For as great as Busch has been, though, it feels necessary to provide some historical context to the moment.
Just how historic has his beginning to the season been, really? Is it up there with anything Earnhardt or Petty did, or is that just more chit-chat?
For comparison, from NASCAR history here are four of the other more dominant stretches to begin a Cup season:
Darrell Waltrip, 1981: Waltrip, like all the other Hall of Famers on this list (or future Hall of Famers), had a number of terrific seasons. His best opening, though, came in 1981, when he won four of the Cup Series’ first nine races. But even with more wins than Busch, his average finish of 13.56 during that stretch doesn’t stack up. Waltrip had four finishes outside the Top 15 in ‘81, compared to just one for Busch this year (and in the unpredictable Daytona 500, at that). Both good, but Busch probably gets the edge.
Bill Elliott, 1985: Awesome Bill from Dawsonville may not have won the Cup championship in 1985, but he did win the Winston Million — a $1 million prize for winning three of NASCAR’s four major races — in what was clearly his best overall season. Elliott won four of his first nine races like Waltrip, but had a better average finish of 9.44. Still not as consistent as Busch, but then again, hardly anyone ever has been. Elliott also won his 10th race that season — could Busch do the same this weekend at Talladega?
Dale Earnhardt, 1987: No list of the greats could be complete without some mention of Petty or Earnhardt, so here comes the Intimidator. Earnhardt would win his third Cup Series title in 1987, and that trophy largely came through the strength of his start. Earnhardt won six of his first nine races that season, including four in a row at one point. His average finish of 3.44 surpasses Busch’s this season, as do his wins. Or in other words, you can’t beat everyone, Kyle.
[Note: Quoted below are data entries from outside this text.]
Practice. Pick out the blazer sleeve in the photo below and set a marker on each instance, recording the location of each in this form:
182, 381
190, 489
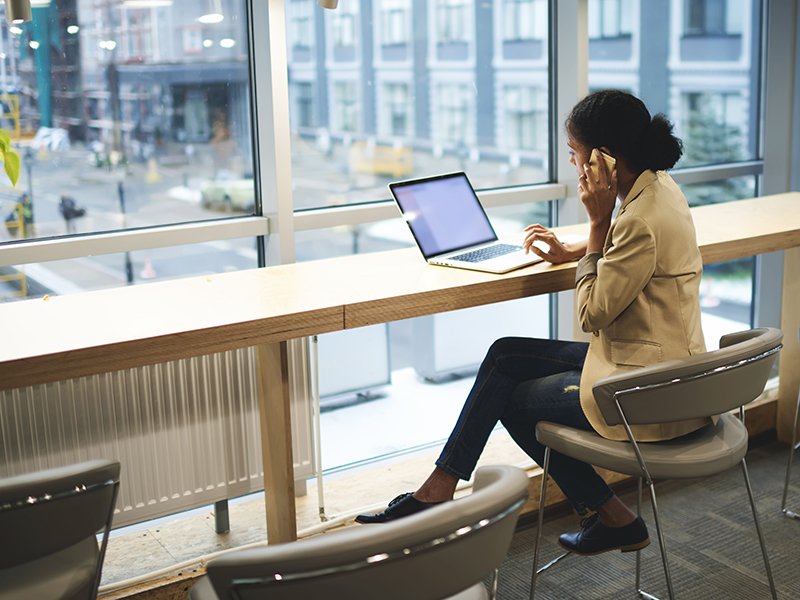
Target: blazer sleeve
627, 265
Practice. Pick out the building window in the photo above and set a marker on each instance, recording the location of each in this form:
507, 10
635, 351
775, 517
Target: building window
525, 117
453, 115
610, 18
343, 25
394, 22
713, 17
714, 127
301, 23
396, 111
453, 20
304, 104
524, 20
345, 106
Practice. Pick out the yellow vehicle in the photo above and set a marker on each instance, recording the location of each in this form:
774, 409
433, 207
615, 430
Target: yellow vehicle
228, 195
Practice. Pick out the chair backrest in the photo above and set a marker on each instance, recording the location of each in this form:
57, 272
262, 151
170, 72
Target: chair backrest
48, 511
703, 385
431, 555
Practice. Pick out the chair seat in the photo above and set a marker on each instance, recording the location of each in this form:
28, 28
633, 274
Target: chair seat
705, 452
65, 574
204, 590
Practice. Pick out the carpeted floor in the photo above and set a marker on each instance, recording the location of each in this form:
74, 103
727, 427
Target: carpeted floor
711, 542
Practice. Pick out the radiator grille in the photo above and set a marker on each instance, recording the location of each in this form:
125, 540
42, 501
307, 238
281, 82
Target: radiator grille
186, 432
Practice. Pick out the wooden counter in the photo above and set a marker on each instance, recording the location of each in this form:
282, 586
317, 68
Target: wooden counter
58, 338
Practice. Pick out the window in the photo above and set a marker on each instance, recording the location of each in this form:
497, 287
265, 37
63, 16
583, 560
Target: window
138, 119
394, 22
301, 23
714, 126
526, 117
524, 20
610, 18
345, 104
303, 104
453, 21
391, 113
713, 17
343, 24
454, 110
396, 110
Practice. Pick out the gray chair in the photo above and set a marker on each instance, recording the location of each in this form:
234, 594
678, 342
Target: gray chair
713, 383
792, 449
49, 522
444, 552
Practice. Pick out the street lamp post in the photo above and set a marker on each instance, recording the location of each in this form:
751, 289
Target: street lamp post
128, 264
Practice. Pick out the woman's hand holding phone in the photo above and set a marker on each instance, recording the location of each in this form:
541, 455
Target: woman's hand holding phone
597, 187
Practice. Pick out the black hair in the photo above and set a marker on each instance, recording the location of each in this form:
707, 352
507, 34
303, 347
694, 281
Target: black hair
621, 122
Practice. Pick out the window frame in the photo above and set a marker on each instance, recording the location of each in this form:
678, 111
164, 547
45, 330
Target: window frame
275, 221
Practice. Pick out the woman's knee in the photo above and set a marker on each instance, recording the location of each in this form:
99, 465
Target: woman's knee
502, 347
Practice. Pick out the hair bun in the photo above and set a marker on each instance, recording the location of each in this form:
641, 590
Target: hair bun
660, 148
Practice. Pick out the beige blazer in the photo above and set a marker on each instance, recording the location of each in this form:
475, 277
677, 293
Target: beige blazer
640, 298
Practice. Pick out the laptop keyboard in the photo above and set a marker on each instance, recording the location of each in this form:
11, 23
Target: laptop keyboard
486, 253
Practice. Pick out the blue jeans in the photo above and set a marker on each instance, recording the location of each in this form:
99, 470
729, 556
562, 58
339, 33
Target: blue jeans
554, 396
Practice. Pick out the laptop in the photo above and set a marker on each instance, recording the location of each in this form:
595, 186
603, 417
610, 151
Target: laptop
451, 228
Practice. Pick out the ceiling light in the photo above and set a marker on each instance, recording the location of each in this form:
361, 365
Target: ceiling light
213, 14
18, 11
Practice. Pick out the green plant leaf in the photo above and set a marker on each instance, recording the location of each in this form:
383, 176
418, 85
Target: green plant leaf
11, 164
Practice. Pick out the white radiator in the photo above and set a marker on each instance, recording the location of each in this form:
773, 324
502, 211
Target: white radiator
185, 432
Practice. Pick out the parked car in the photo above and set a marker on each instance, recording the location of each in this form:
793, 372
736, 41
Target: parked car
228, 194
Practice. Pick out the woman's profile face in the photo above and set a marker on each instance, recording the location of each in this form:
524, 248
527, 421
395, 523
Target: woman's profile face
578, 154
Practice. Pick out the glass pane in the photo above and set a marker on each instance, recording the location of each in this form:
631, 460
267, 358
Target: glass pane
402, 369
60, 277
701, 69
726, 291
367, 109
127, 114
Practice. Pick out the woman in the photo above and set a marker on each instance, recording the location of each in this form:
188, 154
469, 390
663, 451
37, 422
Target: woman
637, 292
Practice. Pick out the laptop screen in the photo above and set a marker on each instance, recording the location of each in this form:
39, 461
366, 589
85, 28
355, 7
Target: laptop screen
443, 212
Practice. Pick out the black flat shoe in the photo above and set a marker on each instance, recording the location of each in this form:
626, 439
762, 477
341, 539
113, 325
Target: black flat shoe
594, 537
402, 506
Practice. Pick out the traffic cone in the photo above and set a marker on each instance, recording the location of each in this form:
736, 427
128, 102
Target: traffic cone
148, 272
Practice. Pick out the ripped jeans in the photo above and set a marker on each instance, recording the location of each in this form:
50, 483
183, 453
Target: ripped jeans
554, 396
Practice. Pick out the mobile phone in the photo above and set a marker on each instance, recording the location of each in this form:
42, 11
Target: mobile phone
593, 164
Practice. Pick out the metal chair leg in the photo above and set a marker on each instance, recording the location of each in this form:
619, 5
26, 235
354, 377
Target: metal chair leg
790, 513
758, 530
661, 542
638, 552
541, 520
493, 587
542, 494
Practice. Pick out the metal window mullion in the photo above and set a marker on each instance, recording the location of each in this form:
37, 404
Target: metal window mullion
70, 247
272, 137
569, 67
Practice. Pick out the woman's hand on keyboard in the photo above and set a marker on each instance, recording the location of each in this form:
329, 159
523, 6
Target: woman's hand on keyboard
543, 242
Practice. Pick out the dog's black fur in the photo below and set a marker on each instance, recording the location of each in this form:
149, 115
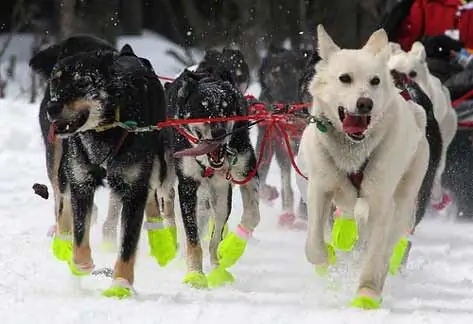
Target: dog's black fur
89, 81
279, 76
206, 94
434, 138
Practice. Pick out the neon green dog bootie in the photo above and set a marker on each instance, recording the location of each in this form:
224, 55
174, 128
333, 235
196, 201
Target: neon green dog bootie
219, 277
233, 246
162, 240
366, 299
208, 237
322, 269
399, 256
196, 279
120, 289
61, 246
344, 232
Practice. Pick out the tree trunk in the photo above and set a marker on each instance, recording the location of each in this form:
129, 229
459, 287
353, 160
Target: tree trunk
67, 26
131, 17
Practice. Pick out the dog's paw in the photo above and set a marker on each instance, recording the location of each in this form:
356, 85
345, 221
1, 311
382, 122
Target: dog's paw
119, 289
344, 233
162, 241
80, 269
232, 247
399, 256
322, 269
287, 220
219, 277
361, 210
208, 237
196, 279
61, 246
366, 299
108, 246
268, 193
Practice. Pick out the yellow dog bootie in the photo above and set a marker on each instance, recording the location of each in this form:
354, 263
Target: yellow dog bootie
162, 240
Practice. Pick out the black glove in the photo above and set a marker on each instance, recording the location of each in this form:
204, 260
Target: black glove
440, 46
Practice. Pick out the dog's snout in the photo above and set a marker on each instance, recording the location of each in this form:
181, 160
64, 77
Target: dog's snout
54, 110
218, 132
364, 105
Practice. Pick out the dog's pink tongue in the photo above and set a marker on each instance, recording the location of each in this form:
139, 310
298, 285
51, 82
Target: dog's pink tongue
201, 149
355, 124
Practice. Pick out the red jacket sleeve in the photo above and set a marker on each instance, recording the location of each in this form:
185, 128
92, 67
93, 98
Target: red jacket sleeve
412, 28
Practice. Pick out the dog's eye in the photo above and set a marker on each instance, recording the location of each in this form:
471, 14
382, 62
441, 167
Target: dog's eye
345, 78
375, 81
412, 74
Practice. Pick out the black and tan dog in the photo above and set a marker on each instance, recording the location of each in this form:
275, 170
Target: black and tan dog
92, 96
210, 157
279, 76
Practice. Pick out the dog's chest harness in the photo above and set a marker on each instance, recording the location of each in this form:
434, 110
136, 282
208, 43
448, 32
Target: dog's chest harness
357, 177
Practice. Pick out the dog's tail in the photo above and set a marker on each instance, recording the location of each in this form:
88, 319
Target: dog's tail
43, 62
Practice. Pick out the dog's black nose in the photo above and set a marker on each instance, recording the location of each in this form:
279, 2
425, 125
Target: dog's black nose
218, 132
364, 105
54, 110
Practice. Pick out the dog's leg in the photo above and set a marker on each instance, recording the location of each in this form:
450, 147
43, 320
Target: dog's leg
133, 201
221, 201
110, 226
266, 192
319, 207
448, 127
388, 221
288, 217
233, 246
187, 188
162, 233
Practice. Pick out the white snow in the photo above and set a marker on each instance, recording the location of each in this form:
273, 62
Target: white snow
275, 284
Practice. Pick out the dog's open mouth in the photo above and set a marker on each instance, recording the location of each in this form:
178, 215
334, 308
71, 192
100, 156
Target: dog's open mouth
213, 149
354, 125
63, 127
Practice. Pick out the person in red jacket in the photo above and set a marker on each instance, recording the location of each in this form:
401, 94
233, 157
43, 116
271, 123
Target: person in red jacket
436, 17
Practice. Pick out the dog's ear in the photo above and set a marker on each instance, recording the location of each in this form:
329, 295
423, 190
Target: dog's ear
326, 45
377, 42
127, 50
418, 51
43, 62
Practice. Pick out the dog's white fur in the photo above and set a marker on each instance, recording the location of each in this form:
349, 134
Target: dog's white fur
394, 145
415, 61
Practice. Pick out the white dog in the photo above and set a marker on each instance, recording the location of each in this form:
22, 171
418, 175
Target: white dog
414, 65
363, 124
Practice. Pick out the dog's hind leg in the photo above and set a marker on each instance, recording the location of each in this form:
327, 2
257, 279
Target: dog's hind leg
221, 204
439, 199
319, 208
288, 217
266, 192
187, 188
110, 226
133, 202
161, 226
388, 222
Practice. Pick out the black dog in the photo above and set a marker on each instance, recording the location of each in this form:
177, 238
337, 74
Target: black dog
229, 61
279, 75
209, 158
89, 98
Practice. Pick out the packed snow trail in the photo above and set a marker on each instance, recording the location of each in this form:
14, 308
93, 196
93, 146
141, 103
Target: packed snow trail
275, 284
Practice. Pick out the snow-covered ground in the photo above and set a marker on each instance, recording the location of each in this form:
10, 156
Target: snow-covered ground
275, 283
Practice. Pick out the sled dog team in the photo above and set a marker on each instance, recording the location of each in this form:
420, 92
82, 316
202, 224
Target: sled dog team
374, 154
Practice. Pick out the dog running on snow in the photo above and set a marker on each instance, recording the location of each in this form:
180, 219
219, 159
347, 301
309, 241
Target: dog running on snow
370, 128
209, 157
88, 94
414, 64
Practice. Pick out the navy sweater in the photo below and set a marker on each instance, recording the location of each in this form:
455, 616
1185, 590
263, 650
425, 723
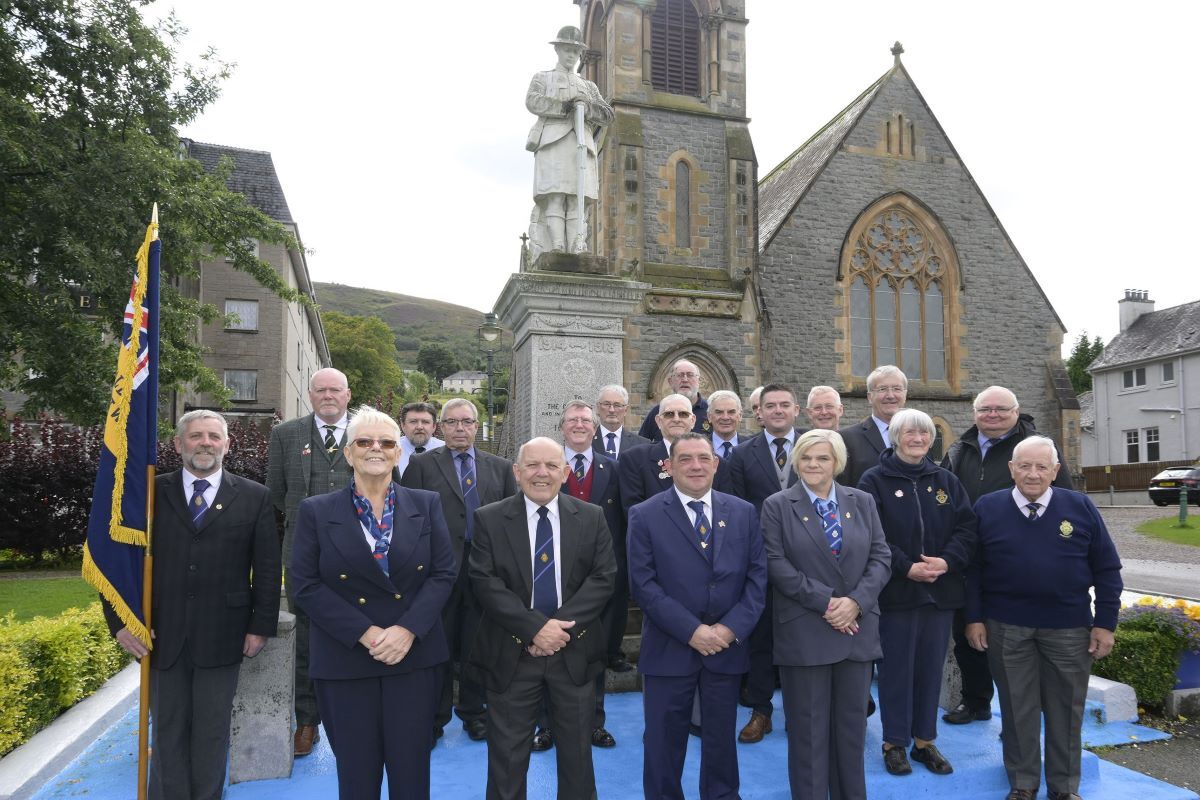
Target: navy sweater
924, 511
1037, 573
Jimmie Johnson, 2007: The best modern comparison for Busch’s dominant start is Johnson’s 2007 campaign, the year he ended up winning his second of five straight Cup Series championships. Johnson’s first nine races that year actually parallel Busch’s fairly nicely: he also won three races and had his worst finish in the Daytona 500. But unlike Busch, Johnson wasn’t hitting the Top 10 every other week. His average finish of 11.67 is hurt by wrecking out twice, but otherwise, this is about as close as can be for a Busch comparison. Did we mention that Johnson would also win the 10th race that year, and a championship?
As you can see, Busch’s dominant stretch to begin the 2018 NASCAR season is nothing to scoff at. What he’s accomplishing is historic, or at least right there with historic numbers in the past. (For those of you inclined to point out Petty’s exclusion here, his 1967 championship season began with only two wins in the first nine races and an average finish of 10.11, also below Busch’s.)
Now all that’s left to do? Win No. 4 this weekend at Talladega, for starters … and then try to parlay that into a second championship. That will be difficult to do. But history seems to be in Busch’s favor.
This week’s NASCAR race: Talladega: What you need to know
Race: Monster Energy NASCAR Cup Series GEICO 500.
Distance: 188 laps, or 500 miles.
Where: Talladega Superspeedway, a 2.66-mile, asphalt trioval in Lincoln, Alabama.
When: 2 p.m. Sunday.
Last year’s winner: Ricky Stenhouse Jr.
Also this week: Sparks Energy 300, Xfinity Series, Talladega Superspeedway, 3 p.m., Saturday, FOX.
Worth mentioning: A win in this race last season was the first of Stenhouse’s Cup Series career.
Who’s Hot/Who’s Not
Kyle Busch: Three wins in a row is one thing, but a fourth straight at Talladega would be his most impressive yet.
Jimmie Johnson: He said he was figuring things out, and back-to-back Top 10s proves he knows what he’s talking about.
Martin Truex Jr.: Truex easily could have won last weekend — instead he finished a disappointing 14th to move to 0-75 all-time on short tracks.
Ryan Blaney: Another missed opportunity for Blaney at Richmond, who has had strong cars all season but hasn’t broken through yet. Is this the week?